“We could try and stop it,” Ely suggests. “Then I won’t have to leave so soon.”
Ely and Max are best friends.
But Ely is sick. Like confined to a wheelchair sick. The kind of sick where playing is sometimes hard to do and Ely feels tired all the time.
But Max and Ely don’t let that stop them from having fun and going on (limited) adventures.
But then they find out that with every passing night, Ely is one night closer to going back to the hospital.
So Max comes up with a plan.
“We want to have a word with you!” Max shouts at the moon. “Face-to-face, man-to-Man in the Moon. We need you to stay where you are!”
He will stop the moon so his friend doesn’t have to go back to the hospital.
So, just as a fair warning to all the parents out there – this book was designed to help children with grief. Specifically, the grief of losing a friend their own age.

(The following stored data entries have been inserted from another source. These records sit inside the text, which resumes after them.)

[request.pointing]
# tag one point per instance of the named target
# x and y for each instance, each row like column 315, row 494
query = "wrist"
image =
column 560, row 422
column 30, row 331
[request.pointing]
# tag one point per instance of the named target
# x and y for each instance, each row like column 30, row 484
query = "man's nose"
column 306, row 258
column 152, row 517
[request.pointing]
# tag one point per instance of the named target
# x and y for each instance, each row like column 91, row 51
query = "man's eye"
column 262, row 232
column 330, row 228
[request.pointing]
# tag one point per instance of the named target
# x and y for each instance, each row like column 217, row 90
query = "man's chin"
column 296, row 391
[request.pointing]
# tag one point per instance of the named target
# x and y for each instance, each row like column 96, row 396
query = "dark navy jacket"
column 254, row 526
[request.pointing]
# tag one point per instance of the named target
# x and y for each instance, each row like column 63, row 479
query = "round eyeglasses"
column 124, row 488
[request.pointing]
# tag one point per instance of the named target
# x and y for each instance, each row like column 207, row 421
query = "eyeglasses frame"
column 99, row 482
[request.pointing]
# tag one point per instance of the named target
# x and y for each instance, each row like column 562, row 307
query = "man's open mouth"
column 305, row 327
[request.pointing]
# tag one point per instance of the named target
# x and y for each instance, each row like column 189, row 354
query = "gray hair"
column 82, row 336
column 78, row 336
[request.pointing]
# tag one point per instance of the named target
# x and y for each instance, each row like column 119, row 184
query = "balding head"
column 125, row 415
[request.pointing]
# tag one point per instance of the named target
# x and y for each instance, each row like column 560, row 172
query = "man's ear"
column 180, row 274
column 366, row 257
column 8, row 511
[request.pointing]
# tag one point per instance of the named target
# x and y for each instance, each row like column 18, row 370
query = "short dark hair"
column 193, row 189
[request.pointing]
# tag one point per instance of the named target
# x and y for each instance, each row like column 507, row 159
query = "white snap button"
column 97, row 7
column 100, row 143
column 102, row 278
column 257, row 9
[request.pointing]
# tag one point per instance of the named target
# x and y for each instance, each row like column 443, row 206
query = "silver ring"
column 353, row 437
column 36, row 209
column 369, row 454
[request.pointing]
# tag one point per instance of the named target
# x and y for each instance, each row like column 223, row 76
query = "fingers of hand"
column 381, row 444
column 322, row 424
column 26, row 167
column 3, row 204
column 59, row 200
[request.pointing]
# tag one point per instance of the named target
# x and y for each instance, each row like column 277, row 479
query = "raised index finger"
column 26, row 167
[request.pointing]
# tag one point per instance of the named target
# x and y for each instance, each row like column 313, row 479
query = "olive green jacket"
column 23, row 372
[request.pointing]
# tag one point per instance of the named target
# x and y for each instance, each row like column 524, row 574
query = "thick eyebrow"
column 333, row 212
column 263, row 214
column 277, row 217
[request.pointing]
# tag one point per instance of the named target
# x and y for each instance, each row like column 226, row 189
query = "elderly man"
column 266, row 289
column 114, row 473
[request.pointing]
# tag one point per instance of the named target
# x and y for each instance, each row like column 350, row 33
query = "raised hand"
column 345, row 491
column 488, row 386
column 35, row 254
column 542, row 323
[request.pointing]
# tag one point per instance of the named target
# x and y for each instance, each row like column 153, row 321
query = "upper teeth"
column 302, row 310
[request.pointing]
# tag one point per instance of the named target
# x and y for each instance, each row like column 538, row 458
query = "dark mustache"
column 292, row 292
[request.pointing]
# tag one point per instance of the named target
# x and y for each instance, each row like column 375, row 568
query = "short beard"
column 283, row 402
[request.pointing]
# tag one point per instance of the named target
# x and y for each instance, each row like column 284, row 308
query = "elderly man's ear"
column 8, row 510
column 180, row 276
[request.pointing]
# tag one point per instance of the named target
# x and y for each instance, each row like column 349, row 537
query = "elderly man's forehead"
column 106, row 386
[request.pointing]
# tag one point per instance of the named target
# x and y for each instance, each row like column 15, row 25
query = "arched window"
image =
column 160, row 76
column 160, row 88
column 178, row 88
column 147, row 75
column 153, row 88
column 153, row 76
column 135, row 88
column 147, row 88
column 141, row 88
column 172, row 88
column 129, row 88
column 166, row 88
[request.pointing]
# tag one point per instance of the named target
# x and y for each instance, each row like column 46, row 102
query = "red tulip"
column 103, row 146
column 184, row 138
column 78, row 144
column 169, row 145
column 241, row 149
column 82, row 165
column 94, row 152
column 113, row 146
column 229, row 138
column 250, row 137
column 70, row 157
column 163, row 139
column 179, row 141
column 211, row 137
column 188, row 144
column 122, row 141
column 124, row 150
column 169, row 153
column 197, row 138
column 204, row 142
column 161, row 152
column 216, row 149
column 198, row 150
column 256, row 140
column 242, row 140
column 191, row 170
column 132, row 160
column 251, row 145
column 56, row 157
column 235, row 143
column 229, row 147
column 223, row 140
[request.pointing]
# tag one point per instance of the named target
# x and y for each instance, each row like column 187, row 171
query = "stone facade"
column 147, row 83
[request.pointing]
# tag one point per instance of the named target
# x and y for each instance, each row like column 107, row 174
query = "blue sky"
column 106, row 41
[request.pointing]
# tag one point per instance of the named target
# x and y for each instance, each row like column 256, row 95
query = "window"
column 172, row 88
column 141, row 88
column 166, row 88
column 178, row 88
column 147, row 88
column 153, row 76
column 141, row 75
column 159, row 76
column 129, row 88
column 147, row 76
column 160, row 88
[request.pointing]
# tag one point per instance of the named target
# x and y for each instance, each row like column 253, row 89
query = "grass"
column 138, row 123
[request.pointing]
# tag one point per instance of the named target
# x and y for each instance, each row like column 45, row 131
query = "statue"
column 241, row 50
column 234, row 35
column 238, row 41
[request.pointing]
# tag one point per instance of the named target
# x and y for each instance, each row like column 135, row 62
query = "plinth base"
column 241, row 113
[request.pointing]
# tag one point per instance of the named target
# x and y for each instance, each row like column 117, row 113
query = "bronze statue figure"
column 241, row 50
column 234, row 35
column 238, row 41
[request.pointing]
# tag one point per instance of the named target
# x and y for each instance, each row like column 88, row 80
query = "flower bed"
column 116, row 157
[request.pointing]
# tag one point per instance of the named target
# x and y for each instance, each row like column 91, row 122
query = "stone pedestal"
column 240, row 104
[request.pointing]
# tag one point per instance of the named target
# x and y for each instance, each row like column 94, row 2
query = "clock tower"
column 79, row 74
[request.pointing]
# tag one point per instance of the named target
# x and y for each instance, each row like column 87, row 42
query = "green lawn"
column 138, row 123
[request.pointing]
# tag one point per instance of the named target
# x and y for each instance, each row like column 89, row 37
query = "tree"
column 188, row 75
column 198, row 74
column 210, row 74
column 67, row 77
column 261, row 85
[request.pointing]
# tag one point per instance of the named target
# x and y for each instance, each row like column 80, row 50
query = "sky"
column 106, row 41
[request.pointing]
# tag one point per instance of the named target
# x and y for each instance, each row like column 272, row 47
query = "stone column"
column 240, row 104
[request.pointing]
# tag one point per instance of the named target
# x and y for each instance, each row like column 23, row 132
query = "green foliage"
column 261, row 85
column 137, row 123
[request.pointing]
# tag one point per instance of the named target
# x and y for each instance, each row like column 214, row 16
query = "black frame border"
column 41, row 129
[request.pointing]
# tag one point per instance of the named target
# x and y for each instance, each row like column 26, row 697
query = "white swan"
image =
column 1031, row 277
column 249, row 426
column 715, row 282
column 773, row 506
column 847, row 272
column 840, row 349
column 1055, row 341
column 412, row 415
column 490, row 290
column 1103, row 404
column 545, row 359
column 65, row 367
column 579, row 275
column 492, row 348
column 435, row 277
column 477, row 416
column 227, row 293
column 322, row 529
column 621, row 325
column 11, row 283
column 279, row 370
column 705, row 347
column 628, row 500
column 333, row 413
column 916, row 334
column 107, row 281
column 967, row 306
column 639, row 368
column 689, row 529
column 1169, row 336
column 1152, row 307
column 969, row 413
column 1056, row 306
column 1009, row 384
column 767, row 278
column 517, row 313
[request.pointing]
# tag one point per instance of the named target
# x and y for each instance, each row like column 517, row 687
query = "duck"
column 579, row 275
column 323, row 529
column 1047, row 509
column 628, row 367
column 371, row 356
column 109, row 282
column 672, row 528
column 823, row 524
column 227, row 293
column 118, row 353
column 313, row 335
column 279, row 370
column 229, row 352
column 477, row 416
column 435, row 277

It’s one of those books that you wish didn’t have to exist but it does a lot of good by being out there and helping children during a time where the world seems scary and hopeless.
There’s already a handful of books out there about death of a parent, death of a family member, etc. But there aren’t as many children’s books about the death of a young friend.
And considering in the United States, approximately 1 in 285 children are diagnosed with cancer before they turn 20, this is a book that is necessary.
It is heartbreaking and heart-wrenching but it ends with an uplifting moment.
And I feel like it deals with death and grief in an incredibly age-appropriate manner. The illustrations are gorgeous and truly provide a beautiful setting.
It is an emotional book but also a truly good one.
a huge thank you to Familius Publishing, Stephen Wunderli and Maria Luisa Di Gravio for sending me a free copy in exchange for an honest review.